The use of firewood is prohibited. Don’t light campfires, cook with kerosene or gas and take sufficient warm clothing. Choose lodges that use alternatives to fuelwood for cooking and heating. kerosene/gas is bought at Dhunche, Syabrubesi, Thulo Syabru, Lama Hotel, Kutumsang, and Mealmchighyang. The purpose of the depots is to encourage private hotel/lodge owner’s to use kerosene/gas as an alternate source of energy and help conserve the alpine vegetation.
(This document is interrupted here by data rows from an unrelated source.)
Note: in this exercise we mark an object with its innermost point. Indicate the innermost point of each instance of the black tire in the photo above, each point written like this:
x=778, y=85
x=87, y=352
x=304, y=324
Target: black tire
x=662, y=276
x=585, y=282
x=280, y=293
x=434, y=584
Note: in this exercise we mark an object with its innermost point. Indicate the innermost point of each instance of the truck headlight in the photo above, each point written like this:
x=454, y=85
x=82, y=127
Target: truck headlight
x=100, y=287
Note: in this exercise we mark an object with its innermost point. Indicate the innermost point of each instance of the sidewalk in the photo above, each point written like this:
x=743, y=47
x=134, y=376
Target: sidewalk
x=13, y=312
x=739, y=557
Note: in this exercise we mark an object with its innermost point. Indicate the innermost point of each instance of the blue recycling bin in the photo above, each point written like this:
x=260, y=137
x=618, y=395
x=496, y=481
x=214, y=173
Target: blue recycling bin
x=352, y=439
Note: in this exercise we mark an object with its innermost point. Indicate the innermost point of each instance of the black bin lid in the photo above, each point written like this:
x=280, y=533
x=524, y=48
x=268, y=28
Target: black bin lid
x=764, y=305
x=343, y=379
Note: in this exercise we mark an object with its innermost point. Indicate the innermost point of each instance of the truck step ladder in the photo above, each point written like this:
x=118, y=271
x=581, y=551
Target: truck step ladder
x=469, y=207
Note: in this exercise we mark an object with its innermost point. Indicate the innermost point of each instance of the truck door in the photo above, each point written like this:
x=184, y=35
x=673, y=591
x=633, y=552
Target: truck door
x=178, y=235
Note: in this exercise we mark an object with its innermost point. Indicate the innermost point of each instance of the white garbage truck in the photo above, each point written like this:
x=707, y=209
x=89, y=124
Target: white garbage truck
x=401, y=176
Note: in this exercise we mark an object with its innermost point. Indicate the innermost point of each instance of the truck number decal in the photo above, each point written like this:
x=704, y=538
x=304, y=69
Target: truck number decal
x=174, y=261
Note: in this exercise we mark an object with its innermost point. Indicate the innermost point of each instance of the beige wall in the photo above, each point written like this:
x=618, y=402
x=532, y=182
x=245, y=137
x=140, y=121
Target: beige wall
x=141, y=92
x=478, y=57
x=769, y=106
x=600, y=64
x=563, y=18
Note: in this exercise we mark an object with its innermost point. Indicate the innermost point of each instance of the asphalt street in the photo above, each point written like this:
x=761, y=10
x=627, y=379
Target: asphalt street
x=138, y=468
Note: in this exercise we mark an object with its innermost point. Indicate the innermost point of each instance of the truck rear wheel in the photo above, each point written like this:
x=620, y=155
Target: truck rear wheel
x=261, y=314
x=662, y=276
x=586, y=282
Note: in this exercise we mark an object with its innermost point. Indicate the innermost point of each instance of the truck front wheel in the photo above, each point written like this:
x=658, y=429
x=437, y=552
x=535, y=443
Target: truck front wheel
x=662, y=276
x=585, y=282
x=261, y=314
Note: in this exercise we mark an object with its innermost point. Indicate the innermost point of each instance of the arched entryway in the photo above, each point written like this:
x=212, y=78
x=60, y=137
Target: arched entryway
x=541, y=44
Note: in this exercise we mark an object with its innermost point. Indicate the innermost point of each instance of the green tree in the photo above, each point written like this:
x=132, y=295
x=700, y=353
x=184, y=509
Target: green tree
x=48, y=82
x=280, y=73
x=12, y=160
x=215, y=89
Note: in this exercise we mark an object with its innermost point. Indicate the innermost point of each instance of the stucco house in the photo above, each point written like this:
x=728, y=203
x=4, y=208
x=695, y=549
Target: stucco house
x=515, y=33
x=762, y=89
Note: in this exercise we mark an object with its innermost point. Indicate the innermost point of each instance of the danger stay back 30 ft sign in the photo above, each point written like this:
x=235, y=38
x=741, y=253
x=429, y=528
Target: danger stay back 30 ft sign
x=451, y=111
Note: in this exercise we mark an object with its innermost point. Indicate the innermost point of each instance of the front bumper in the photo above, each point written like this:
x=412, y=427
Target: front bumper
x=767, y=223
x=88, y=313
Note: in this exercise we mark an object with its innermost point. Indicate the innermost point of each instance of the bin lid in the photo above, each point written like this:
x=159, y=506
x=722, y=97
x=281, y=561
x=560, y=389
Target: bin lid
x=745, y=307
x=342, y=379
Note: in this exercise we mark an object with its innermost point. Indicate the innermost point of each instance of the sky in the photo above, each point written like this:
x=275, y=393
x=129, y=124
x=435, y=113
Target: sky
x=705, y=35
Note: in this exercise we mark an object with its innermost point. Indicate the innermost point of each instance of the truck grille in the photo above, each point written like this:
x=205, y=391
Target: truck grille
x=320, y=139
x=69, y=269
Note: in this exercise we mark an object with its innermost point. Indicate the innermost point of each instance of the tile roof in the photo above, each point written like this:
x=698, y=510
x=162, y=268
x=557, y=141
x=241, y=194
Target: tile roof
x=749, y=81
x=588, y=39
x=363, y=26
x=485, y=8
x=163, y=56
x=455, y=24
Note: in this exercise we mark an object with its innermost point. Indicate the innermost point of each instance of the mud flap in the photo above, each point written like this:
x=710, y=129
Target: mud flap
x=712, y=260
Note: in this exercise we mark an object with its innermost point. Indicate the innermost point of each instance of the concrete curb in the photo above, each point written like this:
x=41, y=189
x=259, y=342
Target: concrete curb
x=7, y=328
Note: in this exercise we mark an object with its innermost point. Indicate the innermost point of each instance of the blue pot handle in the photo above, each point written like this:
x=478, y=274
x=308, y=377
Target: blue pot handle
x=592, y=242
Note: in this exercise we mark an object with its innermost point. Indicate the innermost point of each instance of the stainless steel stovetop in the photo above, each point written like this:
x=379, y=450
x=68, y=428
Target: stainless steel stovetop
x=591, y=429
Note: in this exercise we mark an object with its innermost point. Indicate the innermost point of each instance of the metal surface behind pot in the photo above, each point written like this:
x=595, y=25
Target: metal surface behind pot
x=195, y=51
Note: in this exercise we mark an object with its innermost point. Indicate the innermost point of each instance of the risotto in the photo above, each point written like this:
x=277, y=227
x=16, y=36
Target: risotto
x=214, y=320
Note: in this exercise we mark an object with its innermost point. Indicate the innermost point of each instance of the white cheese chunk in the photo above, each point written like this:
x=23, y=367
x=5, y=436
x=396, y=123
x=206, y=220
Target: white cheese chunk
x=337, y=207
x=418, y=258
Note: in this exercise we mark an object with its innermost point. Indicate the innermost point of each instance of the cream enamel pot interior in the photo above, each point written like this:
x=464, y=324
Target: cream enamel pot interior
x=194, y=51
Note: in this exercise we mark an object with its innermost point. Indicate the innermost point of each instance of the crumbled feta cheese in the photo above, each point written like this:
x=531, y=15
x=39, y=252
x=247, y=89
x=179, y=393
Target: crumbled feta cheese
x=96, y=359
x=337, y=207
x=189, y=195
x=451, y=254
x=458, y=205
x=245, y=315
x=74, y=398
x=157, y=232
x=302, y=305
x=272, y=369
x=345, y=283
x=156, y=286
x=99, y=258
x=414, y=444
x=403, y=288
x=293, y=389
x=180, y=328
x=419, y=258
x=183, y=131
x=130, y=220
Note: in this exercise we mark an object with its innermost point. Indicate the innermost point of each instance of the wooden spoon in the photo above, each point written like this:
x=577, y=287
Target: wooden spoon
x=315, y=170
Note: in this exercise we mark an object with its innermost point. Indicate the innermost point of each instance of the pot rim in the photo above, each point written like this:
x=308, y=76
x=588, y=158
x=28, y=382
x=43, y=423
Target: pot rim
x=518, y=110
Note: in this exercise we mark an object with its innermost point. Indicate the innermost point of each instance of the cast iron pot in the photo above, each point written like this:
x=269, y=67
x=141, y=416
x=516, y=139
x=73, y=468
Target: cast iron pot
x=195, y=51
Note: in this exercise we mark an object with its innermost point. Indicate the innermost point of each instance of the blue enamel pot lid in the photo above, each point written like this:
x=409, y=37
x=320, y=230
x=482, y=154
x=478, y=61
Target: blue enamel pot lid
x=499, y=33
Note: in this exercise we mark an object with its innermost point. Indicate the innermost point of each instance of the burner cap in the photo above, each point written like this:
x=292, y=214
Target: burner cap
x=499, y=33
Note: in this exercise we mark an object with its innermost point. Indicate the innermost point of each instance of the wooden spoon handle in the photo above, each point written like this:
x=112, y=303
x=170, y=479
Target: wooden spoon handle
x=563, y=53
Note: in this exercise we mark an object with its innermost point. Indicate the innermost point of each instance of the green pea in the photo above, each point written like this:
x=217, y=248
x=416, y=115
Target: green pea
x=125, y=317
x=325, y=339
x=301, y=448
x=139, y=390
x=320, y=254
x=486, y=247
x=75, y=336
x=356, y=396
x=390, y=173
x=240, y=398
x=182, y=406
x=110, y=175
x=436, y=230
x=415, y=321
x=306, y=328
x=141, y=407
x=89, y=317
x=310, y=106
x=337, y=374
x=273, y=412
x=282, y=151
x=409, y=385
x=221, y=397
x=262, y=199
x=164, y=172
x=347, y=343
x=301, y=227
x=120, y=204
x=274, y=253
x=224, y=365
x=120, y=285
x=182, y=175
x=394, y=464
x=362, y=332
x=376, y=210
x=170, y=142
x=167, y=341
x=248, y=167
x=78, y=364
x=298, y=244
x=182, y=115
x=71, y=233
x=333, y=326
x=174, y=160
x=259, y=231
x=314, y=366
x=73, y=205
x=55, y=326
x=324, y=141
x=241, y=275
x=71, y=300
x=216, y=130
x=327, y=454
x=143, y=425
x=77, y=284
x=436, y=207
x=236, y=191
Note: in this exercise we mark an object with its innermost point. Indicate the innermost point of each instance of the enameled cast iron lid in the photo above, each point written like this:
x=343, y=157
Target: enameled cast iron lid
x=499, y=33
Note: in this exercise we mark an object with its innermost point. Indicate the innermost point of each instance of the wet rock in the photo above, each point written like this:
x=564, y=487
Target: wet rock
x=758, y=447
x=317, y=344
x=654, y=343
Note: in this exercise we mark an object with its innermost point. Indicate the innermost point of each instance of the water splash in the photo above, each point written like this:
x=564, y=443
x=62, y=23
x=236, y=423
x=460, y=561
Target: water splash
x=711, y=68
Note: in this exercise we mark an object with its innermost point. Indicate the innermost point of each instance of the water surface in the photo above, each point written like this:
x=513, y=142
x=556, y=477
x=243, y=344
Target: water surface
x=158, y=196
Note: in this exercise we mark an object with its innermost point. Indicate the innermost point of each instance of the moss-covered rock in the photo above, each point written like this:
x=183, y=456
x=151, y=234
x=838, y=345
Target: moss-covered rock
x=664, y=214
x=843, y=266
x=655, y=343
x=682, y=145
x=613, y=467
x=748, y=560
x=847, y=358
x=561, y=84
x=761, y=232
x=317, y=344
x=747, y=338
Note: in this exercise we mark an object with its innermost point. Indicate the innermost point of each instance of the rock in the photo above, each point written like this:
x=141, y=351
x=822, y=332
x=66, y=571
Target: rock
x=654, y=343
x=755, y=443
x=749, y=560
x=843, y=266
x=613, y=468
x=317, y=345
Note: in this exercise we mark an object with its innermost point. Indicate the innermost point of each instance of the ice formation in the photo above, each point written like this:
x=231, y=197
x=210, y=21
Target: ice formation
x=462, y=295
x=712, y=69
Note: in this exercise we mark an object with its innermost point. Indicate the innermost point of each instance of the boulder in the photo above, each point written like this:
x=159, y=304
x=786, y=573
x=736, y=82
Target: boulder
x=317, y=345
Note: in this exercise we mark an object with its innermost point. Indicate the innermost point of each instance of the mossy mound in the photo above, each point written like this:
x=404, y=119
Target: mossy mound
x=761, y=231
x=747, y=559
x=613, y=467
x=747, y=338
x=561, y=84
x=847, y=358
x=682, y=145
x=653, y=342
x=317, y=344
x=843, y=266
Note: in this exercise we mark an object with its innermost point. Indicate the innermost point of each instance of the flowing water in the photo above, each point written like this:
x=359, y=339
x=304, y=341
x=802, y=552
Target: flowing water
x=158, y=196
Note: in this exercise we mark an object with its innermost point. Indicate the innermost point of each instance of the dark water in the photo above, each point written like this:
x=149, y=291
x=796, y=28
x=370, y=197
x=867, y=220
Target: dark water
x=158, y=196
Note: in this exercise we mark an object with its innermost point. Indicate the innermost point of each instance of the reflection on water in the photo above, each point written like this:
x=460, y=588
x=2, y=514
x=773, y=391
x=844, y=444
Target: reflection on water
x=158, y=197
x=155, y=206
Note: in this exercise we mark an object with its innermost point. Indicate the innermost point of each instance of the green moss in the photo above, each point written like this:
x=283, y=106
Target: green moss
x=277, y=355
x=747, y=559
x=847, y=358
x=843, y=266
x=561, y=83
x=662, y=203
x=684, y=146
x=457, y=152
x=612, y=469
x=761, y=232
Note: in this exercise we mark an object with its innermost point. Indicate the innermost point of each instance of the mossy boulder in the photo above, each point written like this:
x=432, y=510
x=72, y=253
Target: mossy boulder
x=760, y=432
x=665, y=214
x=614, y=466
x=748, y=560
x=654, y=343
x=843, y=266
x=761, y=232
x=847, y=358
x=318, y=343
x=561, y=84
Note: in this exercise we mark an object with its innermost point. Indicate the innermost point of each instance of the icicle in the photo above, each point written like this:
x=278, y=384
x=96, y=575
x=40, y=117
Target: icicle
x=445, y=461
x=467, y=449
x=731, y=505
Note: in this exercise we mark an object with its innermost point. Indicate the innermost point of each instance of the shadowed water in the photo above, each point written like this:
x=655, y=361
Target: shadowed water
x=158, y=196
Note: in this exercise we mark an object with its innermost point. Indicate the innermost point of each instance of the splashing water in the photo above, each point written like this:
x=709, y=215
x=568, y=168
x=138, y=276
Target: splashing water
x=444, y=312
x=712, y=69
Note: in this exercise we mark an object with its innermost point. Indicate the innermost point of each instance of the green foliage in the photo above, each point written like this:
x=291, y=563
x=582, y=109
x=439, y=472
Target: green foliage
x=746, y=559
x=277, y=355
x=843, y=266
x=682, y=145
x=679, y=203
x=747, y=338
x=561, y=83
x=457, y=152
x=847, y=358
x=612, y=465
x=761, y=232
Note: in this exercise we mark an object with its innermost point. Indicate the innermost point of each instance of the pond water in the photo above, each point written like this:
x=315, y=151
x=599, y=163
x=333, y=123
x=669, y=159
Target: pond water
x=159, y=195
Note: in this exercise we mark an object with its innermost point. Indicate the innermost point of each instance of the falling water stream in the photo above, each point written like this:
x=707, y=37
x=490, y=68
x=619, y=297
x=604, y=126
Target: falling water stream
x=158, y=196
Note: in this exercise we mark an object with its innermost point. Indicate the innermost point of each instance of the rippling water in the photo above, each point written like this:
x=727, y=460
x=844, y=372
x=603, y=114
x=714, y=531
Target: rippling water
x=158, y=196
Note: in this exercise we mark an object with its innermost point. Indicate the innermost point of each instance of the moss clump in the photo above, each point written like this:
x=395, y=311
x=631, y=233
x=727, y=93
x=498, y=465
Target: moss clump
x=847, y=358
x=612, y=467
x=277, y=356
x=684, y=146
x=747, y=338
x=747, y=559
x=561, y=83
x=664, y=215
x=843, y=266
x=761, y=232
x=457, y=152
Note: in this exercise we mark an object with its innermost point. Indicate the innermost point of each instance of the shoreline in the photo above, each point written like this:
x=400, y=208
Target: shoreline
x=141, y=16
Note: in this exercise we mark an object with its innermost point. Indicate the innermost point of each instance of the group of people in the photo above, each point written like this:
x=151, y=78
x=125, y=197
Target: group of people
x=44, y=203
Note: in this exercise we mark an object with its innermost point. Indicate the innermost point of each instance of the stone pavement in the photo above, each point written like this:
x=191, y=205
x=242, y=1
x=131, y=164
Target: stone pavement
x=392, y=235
Park Regulations to follow or things to remember:
An entry fee of Rs. 300 (Foreigners). Rs. 1500 (SAARC Nationals), Rs. 100 (Nepali) visitor and Rs. 25 for tourist porter should be paid at the designated ticket counter. Valid entry permits are available from the National Parks ticket counter at the Nepal Tourism Board, Bhrikuti Mandap, Kathmandu or park entrance gate at Dhunche, Kutumsang, Timbu, and Tempathan. The entry permit is non-refundable, non-transferable and is for one entry only. Entering the park without a permit is unlawful. Park personnel may provoke the permit, so visitors are requested to stay the permit with them. Get special permits for documentary filming from the Department of National parks and wildlife conservation (DNPWC). Documentary filming fee of US$ 1500 (Foreigners), Rs. 50,000 (SAARC National) and Rs. 10,000 (Nepali) should be paid at DNPWC. a further 25% should be paid while using a drone for documentary/filming. The drone (UAV) fee is the same because of the documentary/filming fee while using it for other purposes. Don’t remove or damage plants and animals. All flora and fauna are fully protected and must not be disturbed. Rubbish must be placed out, buried or disposed off in designated areas. No one should walk within the park between sunset and sunrise. Do respect the cultural and non-secular sites. Visitors should be self-sufficient in fuel supply (kerosene/LP gas). Camping inside the park should be made only within the designated areas. Carry out nonbiodegradable items like batteries, plastic bags, and bottles. Never trek alone, hire a neighborhood guide if you can’t find a companion.